I doubt whether anyone writes songs about Interstate 65.
It was on one such rundown highway a few days ago that my phone rang. It was the voice of a kid.
“Hello?” said the voice. “Is this Sean?”
I was taken off guard. I get a lot of solicitor calls, but never from kids. “Yes, this is him.”
“Your wife gave me your number, is this a bad time?”
“Uh—no. Wait, my WIFE gave you this number?” She hadn’t told me anything about this.
“Yessir, Mister Dietrich.”
“Oh, no. Please don’t call me Mister Dietrich. Mister Dietrich died about 30 years ago. Call me Sean.”
Our conversation went from there. It wasn’t awkward. In fact, it was nice. He was a boy who had read one of my columns and wanted to call and meet me.
At first I was confused, but then I kind of got into the spirit of our conversation. We became fast buddies, and covered all topics.
“What’s your favorite movie?” the kid asked.
“Toss up between ‘Lonesome Dove,’ ‘Music Man,’ or anything with Abbott and Costello.”
“I like Dumbo.”
“Dumbo is a good movie.”
“I like how he can fly.”
And this is pretty much how the discussion went. There was no objective to it. No real point. Truthfully, I had no idea what was going on, neither could I understand why my wife would give my number to strangers.
Even so, I like kids. Always have. I have no children, so interactions like this mean more to me. After all, there will be no kids jumping into my arms when I get home. I attend no piano recitals, no PTA meetings, no basketball games where a little boy or girl keeps looking into the bleachers and shouting “Hi Dad!”
“When you were little,” said the young man. “Did you like to write?”
“Yeah, I did. I wrote all the time. What about you?”
“Yes. I like to write stories because I can pretend my life is happy. Did you ever wish your life was different?”
I had to think about this. How much should you share with a kid? There’s got to be a rule about too much honesty somewhere. When I was growing up, it was the adult policy to candy coat everything. Adults never told the truth if it was too grizzly.
“Yes,” I said. “I wished my life was different.
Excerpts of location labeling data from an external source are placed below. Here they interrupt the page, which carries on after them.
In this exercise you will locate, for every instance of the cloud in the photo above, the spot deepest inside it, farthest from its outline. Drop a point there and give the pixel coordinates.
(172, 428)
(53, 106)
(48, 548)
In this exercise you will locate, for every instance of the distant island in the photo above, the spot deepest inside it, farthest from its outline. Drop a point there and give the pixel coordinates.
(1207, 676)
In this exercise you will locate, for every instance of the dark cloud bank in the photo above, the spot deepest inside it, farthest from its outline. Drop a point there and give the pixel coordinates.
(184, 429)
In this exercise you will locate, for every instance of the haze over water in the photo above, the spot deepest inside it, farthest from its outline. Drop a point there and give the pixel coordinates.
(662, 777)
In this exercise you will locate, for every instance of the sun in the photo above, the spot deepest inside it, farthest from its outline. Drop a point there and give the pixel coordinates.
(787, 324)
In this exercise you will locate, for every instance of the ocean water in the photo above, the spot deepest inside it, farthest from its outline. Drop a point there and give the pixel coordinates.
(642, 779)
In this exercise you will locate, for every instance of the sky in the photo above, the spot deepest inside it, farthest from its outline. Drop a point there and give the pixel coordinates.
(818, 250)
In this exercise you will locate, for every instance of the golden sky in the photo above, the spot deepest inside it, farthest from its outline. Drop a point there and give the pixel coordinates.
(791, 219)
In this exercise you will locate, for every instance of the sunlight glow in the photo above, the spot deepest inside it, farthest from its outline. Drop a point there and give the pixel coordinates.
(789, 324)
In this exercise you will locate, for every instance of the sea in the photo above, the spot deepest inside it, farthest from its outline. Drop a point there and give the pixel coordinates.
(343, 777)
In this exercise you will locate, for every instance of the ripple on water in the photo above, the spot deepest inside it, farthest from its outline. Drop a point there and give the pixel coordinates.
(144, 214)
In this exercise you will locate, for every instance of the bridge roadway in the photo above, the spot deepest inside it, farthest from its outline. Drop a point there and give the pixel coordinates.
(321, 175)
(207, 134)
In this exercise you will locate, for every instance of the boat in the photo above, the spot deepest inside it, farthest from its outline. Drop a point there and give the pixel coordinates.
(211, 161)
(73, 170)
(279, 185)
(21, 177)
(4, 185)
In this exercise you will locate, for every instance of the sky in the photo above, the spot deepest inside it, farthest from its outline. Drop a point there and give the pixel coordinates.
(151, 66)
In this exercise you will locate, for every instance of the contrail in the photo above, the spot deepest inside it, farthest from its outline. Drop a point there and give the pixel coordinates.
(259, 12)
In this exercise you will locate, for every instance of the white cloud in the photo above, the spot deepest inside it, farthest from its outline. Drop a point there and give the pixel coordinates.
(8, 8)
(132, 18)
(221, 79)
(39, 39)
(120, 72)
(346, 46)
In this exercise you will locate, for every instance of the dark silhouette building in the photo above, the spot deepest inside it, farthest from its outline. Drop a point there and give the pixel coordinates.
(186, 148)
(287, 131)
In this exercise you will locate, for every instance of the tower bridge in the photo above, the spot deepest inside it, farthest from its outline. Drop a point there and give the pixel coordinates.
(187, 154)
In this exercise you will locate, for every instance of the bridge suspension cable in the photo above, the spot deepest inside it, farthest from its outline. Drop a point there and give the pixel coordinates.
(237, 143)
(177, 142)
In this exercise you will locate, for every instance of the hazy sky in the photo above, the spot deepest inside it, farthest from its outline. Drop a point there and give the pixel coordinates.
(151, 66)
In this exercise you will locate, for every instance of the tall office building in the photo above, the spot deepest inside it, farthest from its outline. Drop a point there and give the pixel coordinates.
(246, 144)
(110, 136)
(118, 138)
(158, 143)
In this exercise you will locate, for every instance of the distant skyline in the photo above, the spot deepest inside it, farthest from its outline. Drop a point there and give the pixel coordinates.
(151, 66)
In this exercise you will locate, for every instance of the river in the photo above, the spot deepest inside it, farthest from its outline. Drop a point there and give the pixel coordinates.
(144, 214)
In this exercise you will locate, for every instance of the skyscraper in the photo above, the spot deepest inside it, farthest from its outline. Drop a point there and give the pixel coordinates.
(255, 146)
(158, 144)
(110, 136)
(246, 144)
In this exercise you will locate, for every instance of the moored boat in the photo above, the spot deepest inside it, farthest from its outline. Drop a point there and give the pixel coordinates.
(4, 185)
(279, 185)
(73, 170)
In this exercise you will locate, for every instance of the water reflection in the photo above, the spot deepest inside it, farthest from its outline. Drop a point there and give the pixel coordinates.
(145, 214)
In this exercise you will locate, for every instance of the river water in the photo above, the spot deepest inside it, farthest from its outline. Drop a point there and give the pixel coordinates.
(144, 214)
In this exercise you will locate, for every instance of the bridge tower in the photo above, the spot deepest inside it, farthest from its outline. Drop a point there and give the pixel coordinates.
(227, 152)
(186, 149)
But you can’t put too much stock in my answer.”
I laughed. “What I mean is, my circumstances were probably different. I had a rough childhood.”
I said, “What about you, why do you wish life was different?”
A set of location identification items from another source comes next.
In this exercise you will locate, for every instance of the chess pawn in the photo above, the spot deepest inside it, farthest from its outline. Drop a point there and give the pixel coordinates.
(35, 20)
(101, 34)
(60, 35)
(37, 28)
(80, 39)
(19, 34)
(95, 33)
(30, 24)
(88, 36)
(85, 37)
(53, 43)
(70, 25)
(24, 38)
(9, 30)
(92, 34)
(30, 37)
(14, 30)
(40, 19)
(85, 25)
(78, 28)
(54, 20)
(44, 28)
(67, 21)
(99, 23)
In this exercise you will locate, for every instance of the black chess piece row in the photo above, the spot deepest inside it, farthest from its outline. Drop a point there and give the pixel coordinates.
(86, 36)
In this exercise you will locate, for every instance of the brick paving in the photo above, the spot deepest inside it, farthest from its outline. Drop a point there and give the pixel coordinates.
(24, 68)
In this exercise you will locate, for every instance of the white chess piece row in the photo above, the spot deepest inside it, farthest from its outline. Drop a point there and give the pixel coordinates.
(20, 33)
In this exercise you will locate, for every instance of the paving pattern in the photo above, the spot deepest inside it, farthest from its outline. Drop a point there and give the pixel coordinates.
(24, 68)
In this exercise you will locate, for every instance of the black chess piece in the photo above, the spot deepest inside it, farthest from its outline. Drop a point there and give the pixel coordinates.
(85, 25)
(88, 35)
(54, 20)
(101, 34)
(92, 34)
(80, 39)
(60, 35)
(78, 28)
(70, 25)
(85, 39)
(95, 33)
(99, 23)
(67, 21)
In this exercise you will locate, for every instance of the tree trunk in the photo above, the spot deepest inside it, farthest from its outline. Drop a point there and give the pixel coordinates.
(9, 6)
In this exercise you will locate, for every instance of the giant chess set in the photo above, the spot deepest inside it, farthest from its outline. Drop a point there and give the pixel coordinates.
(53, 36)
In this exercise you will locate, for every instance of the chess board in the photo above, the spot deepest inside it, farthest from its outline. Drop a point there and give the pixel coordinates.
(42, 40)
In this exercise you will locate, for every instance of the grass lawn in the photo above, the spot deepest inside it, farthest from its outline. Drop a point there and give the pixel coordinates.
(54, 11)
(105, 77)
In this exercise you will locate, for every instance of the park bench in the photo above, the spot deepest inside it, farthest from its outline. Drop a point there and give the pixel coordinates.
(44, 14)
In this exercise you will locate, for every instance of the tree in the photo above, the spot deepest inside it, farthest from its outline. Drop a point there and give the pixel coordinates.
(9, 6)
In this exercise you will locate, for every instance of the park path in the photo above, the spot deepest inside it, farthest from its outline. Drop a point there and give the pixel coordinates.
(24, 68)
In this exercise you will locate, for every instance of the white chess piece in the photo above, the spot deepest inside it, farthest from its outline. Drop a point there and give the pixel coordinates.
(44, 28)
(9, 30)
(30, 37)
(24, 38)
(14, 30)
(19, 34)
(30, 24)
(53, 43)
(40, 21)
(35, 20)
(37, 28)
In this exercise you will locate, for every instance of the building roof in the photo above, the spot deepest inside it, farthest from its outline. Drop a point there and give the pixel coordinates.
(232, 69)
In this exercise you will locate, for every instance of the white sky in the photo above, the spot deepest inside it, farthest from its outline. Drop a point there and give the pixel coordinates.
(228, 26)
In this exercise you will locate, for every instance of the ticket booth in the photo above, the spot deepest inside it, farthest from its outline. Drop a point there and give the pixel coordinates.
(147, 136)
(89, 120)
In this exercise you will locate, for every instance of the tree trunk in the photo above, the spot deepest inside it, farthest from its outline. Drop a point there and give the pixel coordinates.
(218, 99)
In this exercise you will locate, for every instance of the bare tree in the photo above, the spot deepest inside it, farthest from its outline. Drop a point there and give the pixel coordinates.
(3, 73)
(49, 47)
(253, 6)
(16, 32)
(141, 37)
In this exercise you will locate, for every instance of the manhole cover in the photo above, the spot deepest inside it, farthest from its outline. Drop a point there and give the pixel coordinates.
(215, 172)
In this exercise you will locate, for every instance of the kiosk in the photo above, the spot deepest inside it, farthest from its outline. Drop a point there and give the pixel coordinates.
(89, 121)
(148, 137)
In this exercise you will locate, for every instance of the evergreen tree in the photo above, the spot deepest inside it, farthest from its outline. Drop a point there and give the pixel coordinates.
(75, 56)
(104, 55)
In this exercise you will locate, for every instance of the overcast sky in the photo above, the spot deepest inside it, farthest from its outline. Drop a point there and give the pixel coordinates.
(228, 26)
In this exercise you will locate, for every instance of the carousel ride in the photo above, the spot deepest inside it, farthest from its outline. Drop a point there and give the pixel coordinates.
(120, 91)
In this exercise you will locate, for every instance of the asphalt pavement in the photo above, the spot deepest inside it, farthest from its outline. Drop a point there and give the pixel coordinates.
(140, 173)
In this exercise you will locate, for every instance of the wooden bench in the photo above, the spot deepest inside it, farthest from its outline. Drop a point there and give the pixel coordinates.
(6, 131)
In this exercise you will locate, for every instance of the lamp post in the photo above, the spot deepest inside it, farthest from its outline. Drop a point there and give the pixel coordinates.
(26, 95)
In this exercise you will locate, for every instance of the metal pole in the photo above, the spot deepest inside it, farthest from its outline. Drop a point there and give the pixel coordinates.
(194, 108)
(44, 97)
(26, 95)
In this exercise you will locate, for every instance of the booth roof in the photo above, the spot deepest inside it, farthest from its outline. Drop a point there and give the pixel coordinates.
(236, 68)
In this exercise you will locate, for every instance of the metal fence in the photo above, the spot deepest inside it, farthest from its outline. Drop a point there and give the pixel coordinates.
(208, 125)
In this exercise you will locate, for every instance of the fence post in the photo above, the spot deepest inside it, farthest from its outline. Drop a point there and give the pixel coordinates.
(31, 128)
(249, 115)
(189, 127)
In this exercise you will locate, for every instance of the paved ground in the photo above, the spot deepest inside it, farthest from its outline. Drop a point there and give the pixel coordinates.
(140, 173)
“Well. I miss my dad. He’s gone.”
And there it was. I had a feeling this was coming. I asked no questions because it’s not polite to ask a kid what happened to his old man. He will tell you if he wants to. And if he doesn’t, he won’t. I know this from experience.
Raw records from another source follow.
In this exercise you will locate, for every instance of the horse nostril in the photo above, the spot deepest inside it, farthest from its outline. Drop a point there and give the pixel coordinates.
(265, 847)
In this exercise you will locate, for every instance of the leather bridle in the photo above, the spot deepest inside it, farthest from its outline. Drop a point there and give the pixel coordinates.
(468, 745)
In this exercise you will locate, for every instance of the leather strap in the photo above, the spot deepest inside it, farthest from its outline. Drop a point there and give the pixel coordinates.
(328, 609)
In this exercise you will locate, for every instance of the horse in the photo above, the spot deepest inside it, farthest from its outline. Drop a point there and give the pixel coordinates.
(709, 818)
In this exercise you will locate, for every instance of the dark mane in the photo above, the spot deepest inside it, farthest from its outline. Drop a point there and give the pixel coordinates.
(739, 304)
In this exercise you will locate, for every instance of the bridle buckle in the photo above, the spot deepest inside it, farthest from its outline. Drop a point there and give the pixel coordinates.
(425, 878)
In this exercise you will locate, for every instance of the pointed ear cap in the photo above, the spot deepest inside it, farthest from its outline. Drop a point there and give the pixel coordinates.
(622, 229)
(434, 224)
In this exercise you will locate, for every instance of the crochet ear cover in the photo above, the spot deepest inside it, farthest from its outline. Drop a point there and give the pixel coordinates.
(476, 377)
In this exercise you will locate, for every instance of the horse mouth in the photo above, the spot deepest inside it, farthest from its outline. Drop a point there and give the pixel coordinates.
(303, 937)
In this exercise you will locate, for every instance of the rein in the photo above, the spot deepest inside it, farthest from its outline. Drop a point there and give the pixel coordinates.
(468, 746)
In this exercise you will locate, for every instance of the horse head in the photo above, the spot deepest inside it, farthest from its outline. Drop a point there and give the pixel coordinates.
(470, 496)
The kid decides not to tell.
“Do you like to read?” I ask. “Books I mean.”
“Yeah, a little. You?”
“Yep. One of my favorite books is ‘Chili Dawgs Always Bark at Night.’ Although, that might be a little old for you. How old are you again?”
“My dad committed suicide.”
It was all making sense now. This kid and I were members of the same club.
I wiped my right eye. “How long ago did your father—uh. Pass away.”
“Hey, know what? I did read YOUR book,” the kid said. “And the part about your dad, when he died, and you were my age, and you felt like me, that was the part I liked.”
I had to pull over.
In my mediocre career as a writer, I’ve talked to a lot of kids about the suicide of a parent. I once gave a talk in a gymnasium in North Alabama where a little girl came to me afterward and hugged me for about five minutes, crying into my shirt. Her teachers merely stood back and let her get it all out. Her father had only been in the ground a week.
And a few years ago, when I gave a talk in a high school in West Virginia, a kid came to me afterward to shake my hand. He wore camouflage and boots. He told me his mother had gone out the same way my father had.
When he said it, his face started to crack open. He was trying so hard to be strong, because boys are like that.
So I took a chance and pulled him into myself and we hugged guy-style, slapping backs like we were trying to dislodge bronchial tissue. That’s when the young man cried until he was embarrassed. I told him not to be, then I blew my nose loudly to demonstrate my point.
My life’s purpose, if I have any purpose at all on this earth, is to tell kids that they are not alone. To tell my friends that it gets better. Because it really does. If you can just hold on.
When our phone conversation ended, I remained parked in a gas station for a few minutes, pulling myself together. I was thinking about my new buddy, and how he’ll probably read these words. And when he does, I hope he knows how brave I think he is.
Then, I blew my nose loudly, and resumed driving along the quiet, gentle, often unpredictable backroads of Alabama. Because as I said, they are much better than interstates.